Master Thesis — Mariano Cánovas

The Problem

Forecasts don't reduce cost — decisions do

Intermittent demand is characterized by randomness, frequent zero observations, and irregular spikes, a pattern found in slow-moving consumer goods, spare parts, and industrial maintenance products. Poor inventory control in such contexts can create serious cost implications, since overstocking ties up capital and raises obsolescence risk, while understocking results in stockouts and lost sales. Inventory policies rely on demand estimates, so demand forecasting plays a crucial role.

Yet prior research shows that improvements in forecast accuracy do not always translate into better inventory performance, and this disconnect can also appear under intermittent demand. What matters is not the forecast itself but the ordering decision it informs. This thesis therefore evaluates Croston-based and LightGBM-based forecasts not by accuracy alone but by the holding and shortage costs of the decisions they drive within a simulation framework.

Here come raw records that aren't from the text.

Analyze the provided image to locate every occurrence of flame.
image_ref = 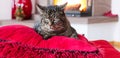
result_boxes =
[53,0,87,11]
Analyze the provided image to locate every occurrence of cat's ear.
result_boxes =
[59,2,68,9]
[36,4,46,14]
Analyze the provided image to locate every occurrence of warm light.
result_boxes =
[54,0,87,11]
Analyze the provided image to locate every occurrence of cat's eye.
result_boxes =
[59,11,63,14]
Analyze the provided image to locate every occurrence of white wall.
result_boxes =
[0,0,35,20]
[0,0,12,20]
[88,0,120,41]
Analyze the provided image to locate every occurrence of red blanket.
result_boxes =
[0,25,119,58]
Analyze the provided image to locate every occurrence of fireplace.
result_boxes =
[53,0,92,16]
[36,0,111,17]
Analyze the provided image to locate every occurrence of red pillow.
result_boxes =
[0,25,97,51]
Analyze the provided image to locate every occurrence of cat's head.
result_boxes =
[37,3,69,32]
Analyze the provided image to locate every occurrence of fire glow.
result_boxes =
[54,0,87,12]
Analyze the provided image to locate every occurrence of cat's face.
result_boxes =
[37,3,68,32]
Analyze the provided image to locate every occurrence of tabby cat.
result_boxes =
[34,3,79,39]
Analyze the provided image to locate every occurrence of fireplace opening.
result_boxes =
[53,0,92,17]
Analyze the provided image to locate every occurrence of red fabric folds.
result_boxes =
[0,25,120,58]
[0,40,102,58]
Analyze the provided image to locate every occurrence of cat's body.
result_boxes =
[34,4,78,39]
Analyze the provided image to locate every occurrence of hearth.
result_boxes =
[53,0,92,16]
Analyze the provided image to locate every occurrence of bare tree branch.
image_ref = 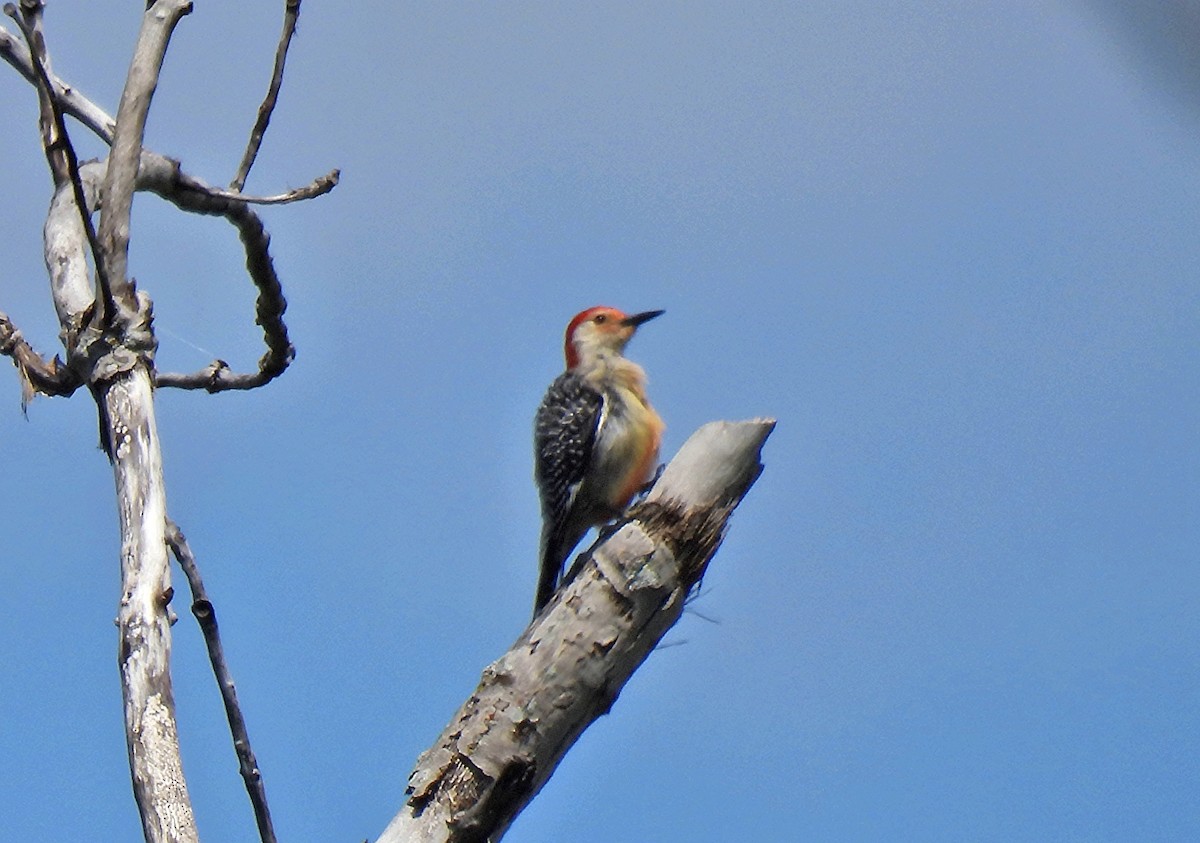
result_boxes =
[377,419,775,843]
[0,26,116,143]
[139,155,295,393]
[5,0,115,329]
[98,0,192,318]
[229,0,300,193]
[0,311,83,408]
[167,520,276,843]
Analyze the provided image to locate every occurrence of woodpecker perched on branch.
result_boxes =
[533,307,666,616]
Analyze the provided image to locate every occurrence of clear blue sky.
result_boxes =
[0,0,1200,843]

The guiding question: how do different ways of forecasting intermittent demand translate into inventory costs, and does the benefit of a more sophisticated forecast depend on the policy that acts on it?

Central contribution

To separate the forecaster effect from the policy effect on the same data, under one cost objective, instead of studying forecasting and ordering apart, and to provide one of the few tests of a learned neural policy on explicitly intermittent demand, showing that its cost advantage is largest there.

The Setup

A 2 × 2 design on the VN2 Challenge

Using the VN2 Inventory Planning Challenge dataset (Vandeput, 2025), which recreates a real retail replenishment setting with weekly orders and a two-week lead time, this thesis pairs two forecasters with two ordering policies and tests all four combinations under a common cost objective. A classical Croston (SBA) forecaster and a modern LightGBM forecaster are each fed into a classical base-stock benchmark and a feed-forward neural network (FFNN) policy trained directly on simulated inventory cost via hindsight differentiable policy optimization.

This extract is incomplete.